Members Jonathan Haskel and Michael Saunders were the two who went against the vote, both proposing a cut to 0.5 per cent and is the second month in a row they have voted to lower the rate to 0.5 per cent.
This falls in line with comments Saunders made in September where he suggested that in the event the UK avoids a no-deal Brexit, the next base rate move would be down instead of up.
Monetary policy still uncertain
The BoE maintained its stance on which direction monetary policy could go in despite the Conservatives election victory.
The central bank noted it “could respond in either direction to changes in the economic outlook in order to ensure a sustainable return of inflation to the two per cent target”.

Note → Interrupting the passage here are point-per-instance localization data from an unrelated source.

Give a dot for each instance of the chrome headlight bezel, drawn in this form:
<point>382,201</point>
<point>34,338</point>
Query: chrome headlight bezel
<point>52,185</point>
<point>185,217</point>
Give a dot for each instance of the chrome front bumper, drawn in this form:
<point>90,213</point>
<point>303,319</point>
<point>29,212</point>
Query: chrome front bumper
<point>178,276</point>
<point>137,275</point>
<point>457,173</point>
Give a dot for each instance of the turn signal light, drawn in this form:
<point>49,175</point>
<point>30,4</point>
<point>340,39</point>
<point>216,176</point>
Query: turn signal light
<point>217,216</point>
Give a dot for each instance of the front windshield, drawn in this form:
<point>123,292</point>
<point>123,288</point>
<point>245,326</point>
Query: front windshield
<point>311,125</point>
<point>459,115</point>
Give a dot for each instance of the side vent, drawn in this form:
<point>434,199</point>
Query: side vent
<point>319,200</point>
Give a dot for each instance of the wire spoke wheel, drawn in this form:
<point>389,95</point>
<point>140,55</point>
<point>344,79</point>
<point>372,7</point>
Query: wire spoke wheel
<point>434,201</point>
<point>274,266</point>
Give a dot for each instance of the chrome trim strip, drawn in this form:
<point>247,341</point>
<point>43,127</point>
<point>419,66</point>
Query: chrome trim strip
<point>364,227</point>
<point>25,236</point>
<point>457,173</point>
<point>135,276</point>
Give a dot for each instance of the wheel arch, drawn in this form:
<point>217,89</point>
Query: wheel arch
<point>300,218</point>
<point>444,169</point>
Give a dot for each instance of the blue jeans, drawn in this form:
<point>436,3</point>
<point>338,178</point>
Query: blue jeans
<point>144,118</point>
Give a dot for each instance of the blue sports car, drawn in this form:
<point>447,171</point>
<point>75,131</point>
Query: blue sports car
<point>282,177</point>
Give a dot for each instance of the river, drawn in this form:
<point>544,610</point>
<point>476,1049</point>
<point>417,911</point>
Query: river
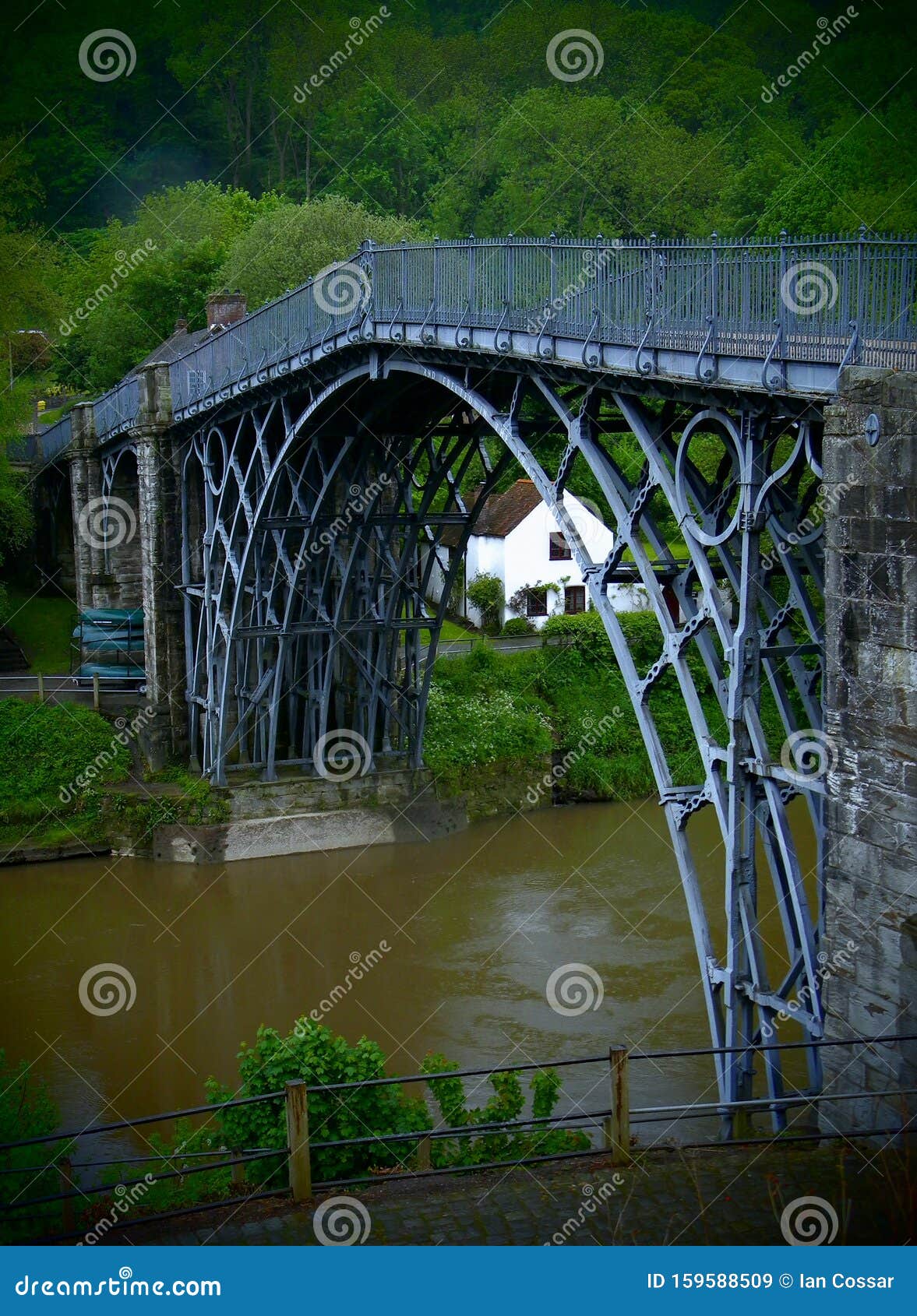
<point>473,924</point>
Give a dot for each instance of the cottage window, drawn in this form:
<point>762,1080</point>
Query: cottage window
<point>575,598</point>
<point>537,603</point>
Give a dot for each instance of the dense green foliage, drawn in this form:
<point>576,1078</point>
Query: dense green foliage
<point>44,748</point>
<point>316,1056</point>
<point>26,1111</point>
<point>444,118</point>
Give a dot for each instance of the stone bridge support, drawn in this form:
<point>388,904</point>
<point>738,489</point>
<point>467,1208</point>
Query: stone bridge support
<point>85,491</point>
<point>869,957</point>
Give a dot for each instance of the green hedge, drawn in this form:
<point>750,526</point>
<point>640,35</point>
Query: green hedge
<point>44,748</point>
<point>573,699</point>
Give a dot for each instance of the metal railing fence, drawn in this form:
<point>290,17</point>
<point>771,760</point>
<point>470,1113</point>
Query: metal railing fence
<point>614,1121</point>
<point>831,301</point>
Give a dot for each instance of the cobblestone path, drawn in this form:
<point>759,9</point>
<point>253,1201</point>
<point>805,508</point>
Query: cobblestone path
<point>678,1197</point>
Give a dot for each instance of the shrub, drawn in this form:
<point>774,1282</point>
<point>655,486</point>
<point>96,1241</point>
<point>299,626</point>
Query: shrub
<point>486,594</point>
<point>507,1103</point>
<point>26,1111</point>
<point>45,747</point>
<point>486,727</point>
<point>312,1053</point>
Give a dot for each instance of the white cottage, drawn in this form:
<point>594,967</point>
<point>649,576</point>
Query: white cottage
<point>518,540</point>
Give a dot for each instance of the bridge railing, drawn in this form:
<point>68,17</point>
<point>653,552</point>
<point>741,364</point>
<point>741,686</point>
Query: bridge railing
<point>831,299</point>
<point>613,1117</point>
<point>42,448</point>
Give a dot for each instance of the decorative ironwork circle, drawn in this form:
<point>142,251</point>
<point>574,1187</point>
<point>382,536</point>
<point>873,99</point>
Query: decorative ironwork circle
<point>725,427</point>
<point>217,459</point>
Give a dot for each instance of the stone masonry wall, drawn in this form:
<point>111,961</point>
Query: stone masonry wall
<point>869,707</point>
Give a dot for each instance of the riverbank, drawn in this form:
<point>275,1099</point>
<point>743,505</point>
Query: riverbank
<point>665,1197</point>
<point>506,732</point>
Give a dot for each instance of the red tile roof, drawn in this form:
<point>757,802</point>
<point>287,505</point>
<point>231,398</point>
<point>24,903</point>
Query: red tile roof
<point>503,512</point>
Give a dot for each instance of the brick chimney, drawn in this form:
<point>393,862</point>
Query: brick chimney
<point>224,308</point>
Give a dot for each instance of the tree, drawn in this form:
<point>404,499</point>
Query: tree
<point>291,242</point>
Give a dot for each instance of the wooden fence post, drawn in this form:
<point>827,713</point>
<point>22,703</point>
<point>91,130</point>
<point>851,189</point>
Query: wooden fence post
<point>423,1153</point>
<point>68,1186</point>
<point>617,1128</point>
<point>301,1169</point>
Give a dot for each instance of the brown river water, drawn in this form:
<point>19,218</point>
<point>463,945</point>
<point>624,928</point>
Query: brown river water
<point>473,924</point>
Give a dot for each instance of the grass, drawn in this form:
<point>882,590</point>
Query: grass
<point>451,631</point>
<point>42,624</point>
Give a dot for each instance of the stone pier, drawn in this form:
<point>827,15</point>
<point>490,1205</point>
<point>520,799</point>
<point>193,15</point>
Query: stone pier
<point>869,463</point>
<point>160,528</point>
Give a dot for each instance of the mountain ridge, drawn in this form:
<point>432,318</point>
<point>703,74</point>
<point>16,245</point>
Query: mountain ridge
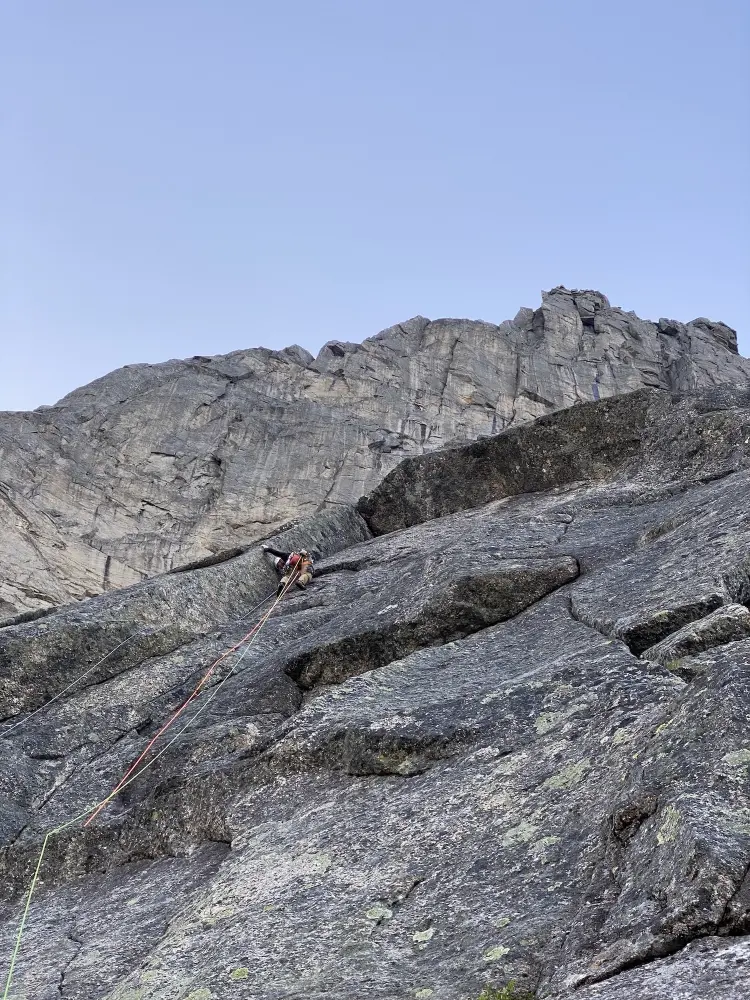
<point>153,466</point>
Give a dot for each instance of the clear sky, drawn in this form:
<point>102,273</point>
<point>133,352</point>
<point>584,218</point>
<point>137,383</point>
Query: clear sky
<point>187,177</point>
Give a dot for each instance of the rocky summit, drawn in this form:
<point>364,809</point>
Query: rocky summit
<point>503,736</point>
<point>155,466</point>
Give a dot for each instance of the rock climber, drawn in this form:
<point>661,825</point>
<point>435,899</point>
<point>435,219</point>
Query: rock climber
<point>298,565</point>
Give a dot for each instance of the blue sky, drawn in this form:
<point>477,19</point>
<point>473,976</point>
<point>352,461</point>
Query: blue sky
<point>187,177</point>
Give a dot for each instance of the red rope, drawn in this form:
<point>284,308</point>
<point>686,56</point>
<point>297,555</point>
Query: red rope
<point>170,722</point>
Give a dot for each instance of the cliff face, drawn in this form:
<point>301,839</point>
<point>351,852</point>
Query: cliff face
<point>158,465</point>
<point>502,736</point>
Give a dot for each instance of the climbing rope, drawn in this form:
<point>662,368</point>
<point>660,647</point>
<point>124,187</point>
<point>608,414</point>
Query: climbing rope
<point>89,670</point>
<point>135,771</point>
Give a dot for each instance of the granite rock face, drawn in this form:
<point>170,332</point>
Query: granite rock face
<point>153,466</point>
<point>455,760</point>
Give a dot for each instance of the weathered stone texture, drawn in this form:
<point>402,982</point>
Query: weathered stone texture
<point>451,762</point>
<point>157,465</point>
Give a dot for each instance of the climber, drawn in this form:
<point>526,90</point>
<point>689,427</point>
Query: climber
<point>300,564</point>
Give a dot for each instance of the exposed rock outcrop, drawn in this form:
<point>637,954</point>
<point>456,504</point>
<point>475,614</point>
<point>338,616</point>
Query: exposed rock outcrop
<point>455,760</point>
<point>158,465</point>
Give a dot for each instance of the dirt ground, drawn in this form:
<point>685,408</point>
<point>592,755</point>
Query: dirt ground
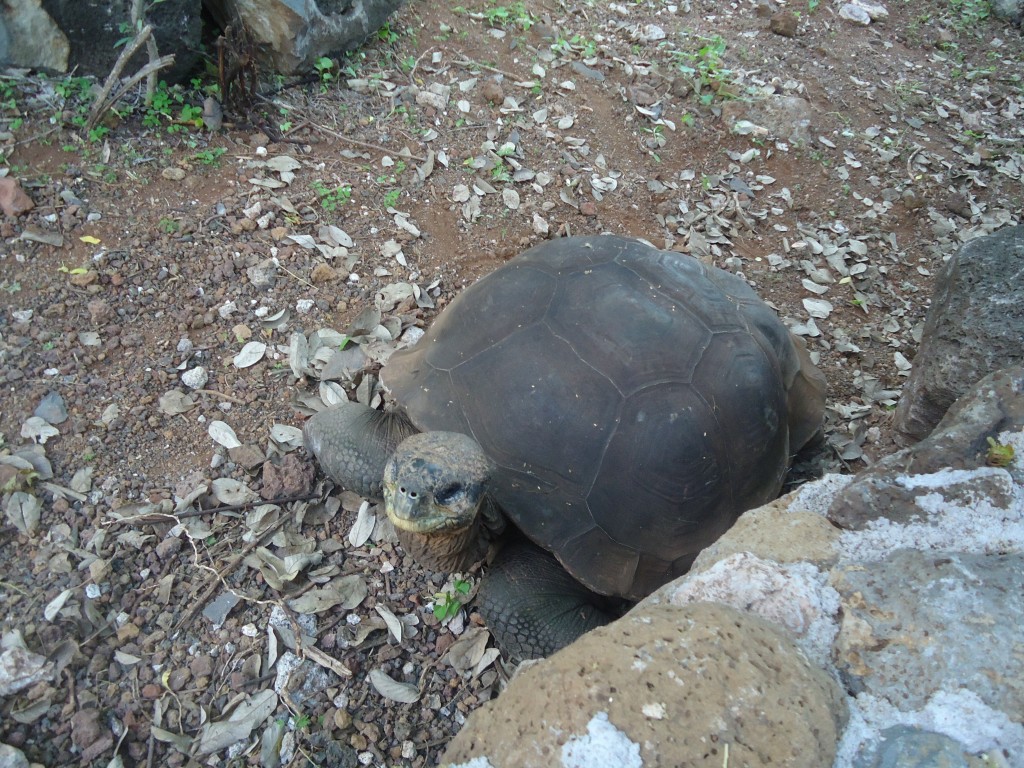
<point>835,165</point>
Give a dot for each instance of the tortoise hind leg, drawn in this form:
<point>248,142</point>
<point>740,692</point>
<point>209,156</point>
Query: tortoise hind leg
<point>352,443</point>
<point>532,606</point>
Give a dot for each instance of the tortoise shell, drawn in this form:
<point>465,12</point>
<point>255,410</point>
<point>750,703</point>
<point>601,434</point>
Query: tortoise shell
<point>634,401</point>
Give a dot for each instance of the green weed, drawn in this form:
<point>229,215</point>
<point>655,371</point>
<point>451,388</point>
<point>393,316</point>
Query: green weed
<point>209,157</point>
<point>332,198</point>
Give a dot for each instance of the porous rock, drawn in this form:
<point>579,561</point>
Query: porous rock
<point>974,326</point>
<point>918,620</point>
<point>782,116</point>
<point>907,748</point>
<point>953,457</point>
<point>665,686</point>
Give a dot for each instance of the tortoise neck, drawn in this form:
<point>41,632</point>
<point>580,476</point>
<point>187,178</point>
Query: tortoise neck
<point>459,549</point>
<point>449,551</point>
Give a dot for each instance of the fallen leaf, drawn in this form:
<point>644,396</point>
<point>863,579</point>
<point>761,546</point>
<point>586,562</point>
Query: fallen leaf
<point>279,570</point>
<point>467,651</point>
<point>38,429</point>
<point>392,622</point>
<point>175,401</point>
<point>222,434</point>
<point>250,354</point>
<point>23,512</point>
<point>243,720</point>
<point>345,593</point>
<point>392,689</point>
<point>20,668</point>
<point>231,492</point>
<point>364,525</point>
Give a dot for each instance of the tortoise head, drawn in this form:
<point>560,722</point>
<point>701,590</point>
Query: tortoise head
<point>434,487</point>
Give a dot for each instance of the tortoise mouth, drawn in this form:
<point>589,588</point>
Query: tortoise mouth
<point>440,521</point>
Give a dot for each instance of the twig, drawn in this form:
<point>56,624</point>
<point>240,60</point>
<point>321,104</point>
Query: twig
<point>296,276</point>
<point>103,101</point>
<point>364,144</point>
<point>217,578</point>
<point>237,400</point>
<point>245,505</point>
<point>477,65</point>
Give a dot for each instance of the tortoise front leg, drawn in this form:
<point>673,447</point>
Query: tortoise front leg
<point>532,606</point>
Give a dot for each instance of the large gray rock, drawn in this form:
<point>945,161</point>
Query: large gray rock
<point>958,442</point>
<point>83,34</point>
<point>915,607</point>
<point>30,37</point>
<point>918,619</point>
<point>1009,10</point>
<point>903,748</point>
<point>974,326</point>
<point>700,685</point>
<point>293,34</point>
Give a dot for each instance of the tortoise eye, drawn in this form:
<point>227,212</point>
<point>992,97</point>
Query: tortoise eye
<point>448,494</point>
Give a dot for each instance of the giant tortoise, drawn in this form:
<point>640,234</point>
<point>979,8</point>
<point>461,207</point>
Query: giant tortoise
<point>619,404</point>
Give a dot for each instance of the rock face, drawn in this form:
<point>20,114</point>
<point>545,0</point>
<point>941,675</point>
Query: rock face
<point>914,606</point>
<point>29,37</point>
<point>698,685</point>
<point>62,35</point>
<point>974,326</point>
<point>1009,10</point>
<point>293,34</point>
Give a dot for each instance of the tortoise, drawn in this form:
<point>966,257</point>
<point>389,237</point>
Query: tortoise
<point>619,404</point>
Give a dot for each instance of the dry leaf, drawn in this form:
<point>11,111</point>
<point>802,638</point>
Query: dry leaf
<point>222,434</point>
<point>364,525</point>
<point>250,354</point>
<point>392,689</point>
<point>232,493</point>
<point>23,512</point>
<point>243,720</point>
<point>467,651</point>
<point>38,429</point>
<point>392,622</point>
<point>345,592</point>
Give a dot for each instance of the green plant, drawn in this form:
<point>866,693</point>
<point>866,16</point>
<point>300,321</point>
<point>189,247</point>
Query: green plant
<point>169,108</point>
<point>386,35</point>
<point>969,13</point>
<point>448,604</point>
<point>706,70</point>
<point>514,14</point>
<point>332,198</point>
<point>326,69</point>
<point>998,455</point>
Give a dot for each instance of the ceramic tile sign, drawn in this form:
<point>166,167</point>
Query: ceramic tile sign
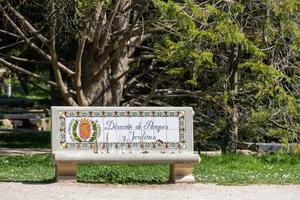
<point>130,128</point>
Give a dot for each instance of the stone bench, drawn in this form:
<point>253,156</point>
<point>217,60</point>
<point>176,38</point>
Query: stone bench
<point>112,135</point>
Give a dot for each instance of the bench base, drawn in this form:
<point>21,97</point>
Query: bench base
<point>179,173</point>
<point>65,171</point>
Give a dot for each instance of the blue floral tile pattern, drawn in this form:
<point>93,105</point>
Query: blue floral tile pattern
<point>122,145</point>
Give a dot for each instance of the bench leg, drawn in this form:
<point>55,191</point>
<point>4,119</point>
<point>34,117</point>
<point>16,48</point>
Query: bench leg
<point>181,173</point>
<point>65,171</point>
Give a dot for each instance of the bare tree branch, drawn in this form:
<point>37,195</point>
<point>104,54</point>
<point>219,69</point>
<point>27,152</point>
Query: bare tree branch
<point>79,90</point>
<point>24,71</point>
<point>28,25</point>
<point>61,85</point>
<point>24,59</point>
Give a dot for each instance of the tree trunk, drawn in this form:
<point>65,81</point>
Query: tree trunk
<point>232,121</point>
<point>103,89</point>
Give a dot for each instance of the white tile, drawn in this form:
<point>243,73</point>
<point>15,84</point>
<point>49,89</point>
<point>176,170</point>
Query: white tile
<point>135,136</point>
<point>147,122</point>
<point>109,123</point>
<point>123,136</point>
<point>110,136</point>
<point>148,136</point>
<point>172,135</point>
<point>135,122</point>
<point>160,135</point>
<point>173,123</point>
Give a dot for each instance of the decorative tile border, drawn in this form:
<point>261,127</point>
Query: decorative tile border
<point>118,146</point>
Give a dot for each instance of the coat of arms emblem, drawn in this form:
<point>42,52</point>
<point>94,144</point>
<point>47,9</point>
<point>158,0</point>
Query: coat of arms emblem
<point>84,130</point>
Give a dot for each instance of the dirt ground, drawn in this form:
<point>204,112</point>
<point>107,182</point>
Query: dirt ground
<point>83,191</point>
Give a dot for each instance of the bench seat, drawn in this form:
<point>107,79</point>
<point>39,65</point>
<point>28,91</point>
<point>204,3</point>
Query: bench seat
<point>90,156</point>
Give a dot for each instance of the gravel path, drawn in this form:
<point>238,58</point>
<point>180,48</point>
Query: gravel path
<point>69,190</point>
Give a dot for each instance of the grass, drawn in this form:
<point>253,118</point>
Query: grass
<point>226,169</point>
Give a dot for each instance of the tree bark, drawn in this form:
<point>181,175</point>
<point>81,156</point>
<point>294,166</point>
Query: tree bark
<point>232,120</point>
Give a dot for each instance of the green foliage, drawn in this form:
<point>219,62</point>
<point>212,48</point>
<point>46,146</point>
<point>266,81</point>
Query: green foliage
<point>261,39</point>
<point>238,169</point>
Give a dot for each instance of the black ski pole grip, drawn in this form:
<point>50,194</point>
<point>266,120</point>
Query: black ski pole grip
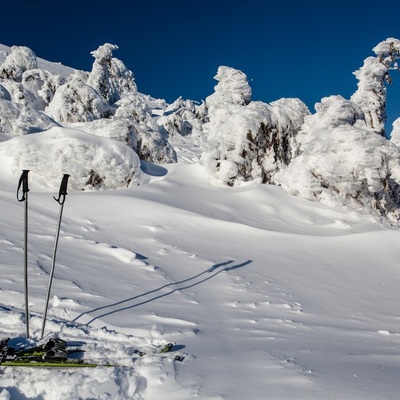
<point>63,190</point>
<point>23,181</point>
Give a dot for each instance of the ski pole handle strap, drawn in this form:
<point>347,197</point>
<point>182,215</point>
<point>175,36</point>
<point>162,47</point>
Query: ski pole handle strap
<point>63,190</point>
<point>23,181</point>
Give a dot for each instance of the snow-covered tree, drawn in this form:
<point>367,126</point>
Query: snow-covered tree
<point>372,77</point>
<point>42,84</point>
<point>231,93</point>
<point>145,136</point>
<point>18,119</point>
<point>20,59</point>
<point>4,93</point>
<point>109,76</point>
<point>342,163</point>
<point>92,162</point>
<point>184,118</point>
<point>248,140</point>
<point>76,101</point>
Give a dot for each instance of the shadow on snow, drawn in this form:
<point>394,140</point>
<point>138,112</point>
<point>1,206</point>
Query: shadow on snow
<point>208,273</point>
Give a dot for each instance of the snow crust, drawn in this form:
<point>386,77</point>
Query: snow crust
<point>210,242</point>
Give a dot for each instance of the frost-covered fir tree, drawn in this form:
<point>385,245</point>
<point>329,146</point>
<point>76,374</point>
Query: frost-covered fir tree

The committee said it would monitor how businesses and households responded to Brexit developments in order determine its next move.
Frances Haque, Santander UK chief economist, said: “The decision to hold rates was widely expected given the outcome of the general election increases the certainty of the UK leaving the EU at the end of January, reducing the risk of a continuing ‘slow puncture’ in the UK economy.
“The economic data published so far for the last quarter of this year indicates that growth will likely be weak or perhaps even negative and continues to depend on consumer spending to fuel growth.
She added: “However, with inflation well below the target rate and with the likelihood of reduced uncertainty, at least in the short term, the MPC is clearly standing by its cautious approach and will wait to see what type of momentum is carried into the beginning of 2020.”